Around this time every year, the howls of agony echo around the country – from south to north, people who enjoy a drink in moderation have just realised that religious traditions have imposed on their freedoms. But forewarned is forearmed.

Bars, super markets and bottle shops will be forced to stop selling bevvys at midnight on Thursday night, all of Friday and again at midnight on Saturday night. That means an early home-time on Thursday and Saturday, and abandoning any idea of a night out on Friday. You will not be going to the pub on Sunday. On Anzac Day you’re out of luck until 1pm – not the worst thing in the world but an inconvenience nonetheless.

If you fancy a bottle of something to get you through the cyclone, it is best to stock up now. There are, however, a few other options.

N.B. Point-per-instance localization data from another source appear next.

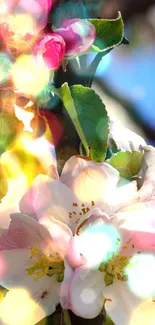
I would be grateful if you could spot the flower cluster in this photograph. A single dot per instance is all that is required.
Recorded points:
(85, 240)
(25, 44)
(77, 232)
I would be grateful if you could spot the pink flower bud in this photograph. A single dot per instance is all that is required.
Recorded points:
(51, 50)
(38, 9)
(78, 34)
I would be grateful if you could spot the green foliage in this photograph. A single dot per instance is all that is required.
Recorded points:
(108, 279)
(10, 128)
(127, 163)
(90, 118)
(109, 32)
(5, 67)
(108, 321)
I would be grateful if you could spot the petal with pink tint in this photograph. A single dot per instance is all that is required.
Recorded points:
(59, 232)
(121, 303)
(86, 292)
(89, 180)
(129, 141)
(51, 197)
(65, 287)
(45, 292)
(119, 198)
(147, 174)
(24, 232)
(139, 222)
(96, 237)
(78, 34)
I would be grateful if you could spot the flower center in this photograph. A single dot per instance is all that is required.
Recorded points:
(115, 267)
(50, 265)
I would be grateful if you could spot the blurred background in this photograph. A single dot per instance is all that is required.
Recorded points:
(125, 77)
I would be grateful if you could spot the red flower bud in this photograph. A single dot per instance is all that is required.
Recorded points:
(50, 49)
(78, 34)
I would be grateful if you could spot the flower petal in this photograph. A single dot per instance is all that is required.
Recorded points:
(96, 237)
(29, 306)
(24, 232)
(64, 293)
(60, 232)
(121, 303)
(148, 174)
(50, 196)
(124, 138)
(86, 292)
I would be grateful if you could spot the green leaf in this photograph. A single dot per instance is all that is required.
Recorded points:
(5, 67)
(127, 163)
(93, 118)
(66, 317)
(108, 321)
(110, 33)
(72, 111)
(3, 182)
(86, 107)
(109, 279)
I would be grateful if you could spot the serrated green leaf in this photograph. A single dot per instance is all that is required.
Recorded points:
(128, 163)
(72, 111)
(109, 279)
(110, 33)
(93, 118)
(90, 118)
(5, 67)
(108, 321)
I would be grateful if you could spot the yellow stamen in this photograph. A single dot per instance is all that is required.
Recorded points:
(46, 265)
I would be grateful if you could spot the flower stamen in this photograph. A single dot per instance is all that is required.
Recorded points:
(49, 265)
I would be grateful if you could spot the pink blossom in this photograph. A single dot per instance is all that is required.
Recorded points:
(22, 21)
(50, 49)
(78, 34)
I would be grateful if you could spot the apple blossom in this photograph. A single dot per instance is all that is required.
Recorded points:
(129, 141)
(50, 49)
(117, 283)
(33, 262)
(78, 34)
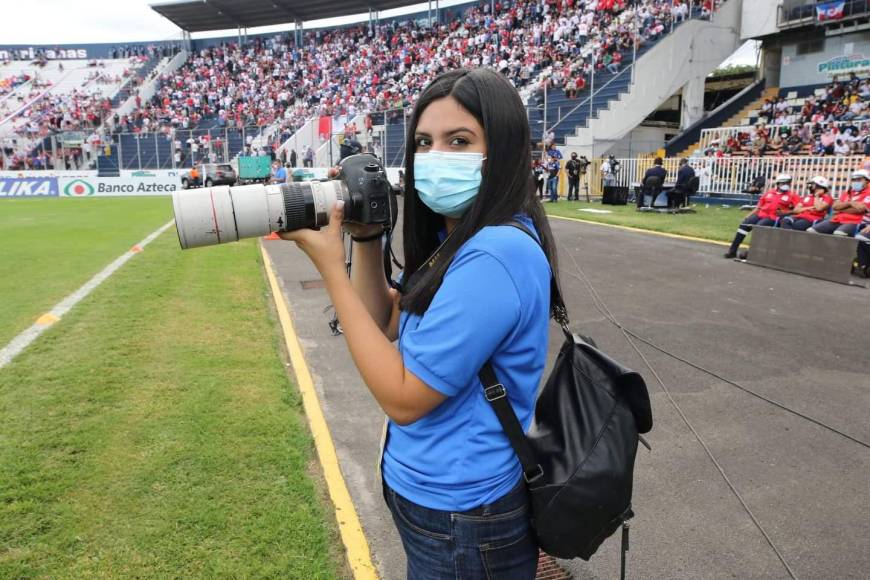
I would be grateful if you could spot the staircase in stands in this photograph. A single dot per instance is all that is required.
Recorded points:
(739, 119)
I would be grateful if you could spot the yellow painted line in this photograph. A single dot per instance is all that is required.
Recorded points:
(358, 554)
(642, 231)
(47, 319)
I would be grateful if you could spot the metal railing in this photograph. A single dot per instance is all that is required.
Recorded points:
(158, 150)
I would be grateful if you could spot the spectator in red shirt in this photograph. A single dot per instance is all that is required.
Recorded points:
(812, 208)
(849, 209)
(775, 203)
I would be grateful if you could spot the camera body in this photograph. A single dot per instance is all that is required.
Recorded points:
(370, 196)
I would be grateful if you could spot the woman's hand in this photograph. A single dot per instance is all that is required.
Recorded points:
(324, 247)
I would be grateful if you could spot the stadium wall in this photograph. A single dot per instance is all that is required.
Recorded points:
(70, 51)
(815, 60)
(759, 18)
(18, 184)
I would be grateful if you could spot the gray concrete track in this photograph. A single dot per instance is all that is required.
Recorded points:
(797, 340)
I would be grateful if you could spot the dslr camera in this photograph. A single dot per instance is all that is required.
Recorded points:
(217, 215)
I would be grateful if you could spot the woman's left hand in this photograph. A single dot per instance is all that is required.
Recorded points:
(324, 247)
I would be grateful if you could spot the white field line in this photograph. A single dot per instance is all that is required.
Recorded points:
(23, 340)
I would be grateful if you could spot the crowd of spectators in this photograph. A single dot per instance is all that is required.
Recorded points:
(600, 35)
(359, 69)
(832, 122)
(272, 81)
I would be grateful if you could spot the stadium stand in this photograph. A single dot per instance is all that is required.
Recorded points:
(57, 98)
(344, 74)
(815, 120)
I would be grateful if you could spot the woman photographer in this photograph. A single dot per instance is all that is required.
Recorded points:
(475, 289)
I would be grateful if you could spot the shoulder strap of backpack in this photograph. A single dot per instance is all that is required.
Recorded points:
(496, 394)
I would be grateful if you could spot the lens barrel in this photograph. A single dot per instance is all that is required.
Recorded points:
(218, 215)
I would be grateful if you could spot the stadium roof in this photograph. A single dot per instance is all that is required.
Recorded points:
(205, 15)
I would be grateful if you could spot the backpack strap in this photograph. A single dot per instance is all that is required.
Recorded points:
(496, 394)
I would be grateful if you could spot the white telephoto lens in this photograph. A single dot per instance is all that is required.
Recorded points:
(218, 215)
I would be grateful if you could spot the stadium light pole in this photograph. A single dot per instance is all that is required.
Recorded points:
(634, 55)
(591, 90)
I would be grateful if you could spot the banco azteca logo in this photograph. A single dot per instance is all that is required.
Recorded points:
(78, 188)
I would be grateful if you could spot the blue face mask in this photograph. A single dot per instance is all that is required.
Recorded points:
(448, 182)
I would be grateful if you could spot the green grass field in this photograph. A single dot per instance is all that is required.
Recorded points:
(713, 223)
(153, 432)
(50, 247)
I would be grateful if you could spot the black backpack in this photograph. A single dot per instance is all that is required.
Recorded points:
(578, 457)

Should you be on a licensed premises with the express purpose of dining, you can drink from one hour before you eat and up to an hour afterwards, then you gotta bounce. If the good old days of 6pm closing times are anything to go by, you can do plenty of damage in an hour or two with the right attitude so this is a viable option. Eating is cheating, as that old chestnut goes, but in this case it’s The Man getting styled on. Keep in mind however that while what constitutes ‘dining’ is somewhat vague, a bowl of peanuts or some nacho chips won’t cut the mustard.

Outside of that hour you’re buggered – unless, of course, you live at a pub! If you reside on premises as a guest, lodger, tenant or employee you can drink to your hearts content.

Don’t live at a pub and can’t find a restaurant? Consider boarding a licensed ferry, yacht or train. You still have to eat, but you can drink in the process.

No suitable transport nearby? Don’t panic just yet; the Koru Club has confirmed they will be serving alcohol all weekend, so long as you also order food.

To take that to its logical conclusion, there are international flights departing from Auckland Airport all day Friday, Saturday and Sunday. So if the thirst strikes, consider a long haul flight to Dubai, Los Angeles, Hong Kong or anywhere else that takes your fancy.

2018 update! If you live in the South Island, here’s some other good options. First of all, Dunedin drinkers can get amongst all weekend under certain conditions, thanks to  a bylaw change to accomodate the ginger wonderboy Ed Sheeran concerts. (He’s good now because of this.) But, any Dunedin bar that does open on Good Friday or Easter Sunday has to make it a ‘special event.’ In response to that, one taproom will let people in for a $20 entry fee, but then also give them a large lamb roll.

And if you’re in Christchurch, there will never be a better time to go and watch a day of test cricket than Good Friday and Easter Sunday. Hagley Park’s website says alcohol will be available across all five days of the test, starting on Good Friday. Better still, they won’t even have a public holiday surcharge. (Eden Park, take note.)

But here’s a question – why can’t we buy beer whenever we want? Seriously. Why not?

Why are the traditions of one group’s belief system governing what we can and can’t do? We don’t ban supermarkets from selling food during Ramadan. We don’t enforce candle lighting on Hannukah. There’s no government-mandated abstinence on Lent.

I’m not even a militant atheist – I’ve watched enough Planet Earth to hold off on completely discounting some creative force, but this is some archaic bullshit. We shouldn’t have to move into a pub to have beer on any Friday, and particularly not one that’s supposedly “good”.